Well, I have outlined the usual story of logic as it corresponds to programming (as has been accepted for at least some five decades now); it strains credulity to claim that logic is illogical.

Now I do see where you are coming from; under a set-theoretic interpretation with "implies" as "subset", "or" as "union", and "and" as "intersection", the fact that "A implies (A or B)" tells us that an element of the set A is also an element of the set "A union B".

However, this is not the interpretation that leads to a straightforward correspondence between logic and programming. For example, we would like "A and B" to correspond to the type of pairs of elements of A with elements of B, which is not at all the set-theoretic intersection. And while "(A and B) implies A", we do not want to say a value of type "(A, B)" also has type "A". (E.g., if a function expects an "A" and receives an "(A, A)", we are at an impasse.)

So "implies" should not be read programmatically as a subtyping relation; instead, "A implies B" tells us that there is a function taking a value of type A to a value of type B. In the case of "A implies (A or B)", that function takes its input and tags it as belonging to the left disjunct!

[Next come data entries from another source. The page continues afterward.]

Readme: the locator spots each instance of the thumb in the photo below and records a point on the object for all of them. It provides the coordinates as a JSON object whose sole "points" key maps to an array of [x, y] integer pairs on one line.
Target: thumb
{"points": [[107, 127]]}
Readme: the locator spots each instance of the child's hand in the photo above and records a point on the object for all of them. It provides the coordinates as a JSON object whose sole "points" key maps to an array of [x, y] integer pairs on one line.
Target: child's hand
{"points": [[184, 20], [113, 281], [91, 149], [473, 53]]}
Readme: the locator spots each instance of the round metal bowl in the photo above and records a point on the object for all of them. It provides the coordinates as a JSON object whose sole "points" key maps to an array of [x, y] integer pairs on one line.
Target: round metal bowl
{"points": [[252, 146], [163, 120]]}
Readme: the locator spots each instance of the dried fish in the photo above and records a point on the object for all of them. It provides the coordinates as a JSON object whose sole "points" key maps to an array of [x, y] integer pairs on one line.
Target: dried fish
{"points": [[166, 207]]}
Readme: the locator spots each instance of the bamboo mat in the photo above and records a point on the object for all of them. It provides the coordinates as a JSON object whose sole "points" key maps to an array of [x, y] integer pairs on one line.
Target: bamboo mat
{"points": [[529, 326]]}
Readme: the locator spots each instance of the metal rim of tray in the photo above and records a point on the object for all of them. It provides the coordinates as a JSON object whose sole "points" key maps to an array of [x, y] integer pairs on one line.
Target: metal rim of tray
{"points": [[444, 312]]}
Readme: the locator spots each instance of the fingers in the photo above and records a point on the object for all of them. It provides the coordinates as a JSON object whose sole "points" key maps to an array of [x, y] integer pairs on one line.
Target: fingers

Another perspective I must mention: given a proof of "A or B" and another of "(A or B) implies C", how can we combine these into a simpler proof of just "C"? A proof of "(A or B) implies C" must contain both a proof a "A implies C" and a proof of "B implies C", and we could insert into one those proofs a proof of A or a proof of B. But we have to know which one we have! (This is a very short gloss of a much deeper story, where, under Curry-Howard, proof simplification corresponds to computation, and this is another way of describing a function call that does a case-analysis of a tagged union (or "sum type").)

Now "union and intersection" types with the set-theoretic properties you are hinting at have indeed been studied (see, for example, Section 15.7 of Pierce's "Types and Programming Languages"). But they do not replace the much more familiar "sum and product types", and do not play the central role of "or" and "and" in the correspondence of programming to logic.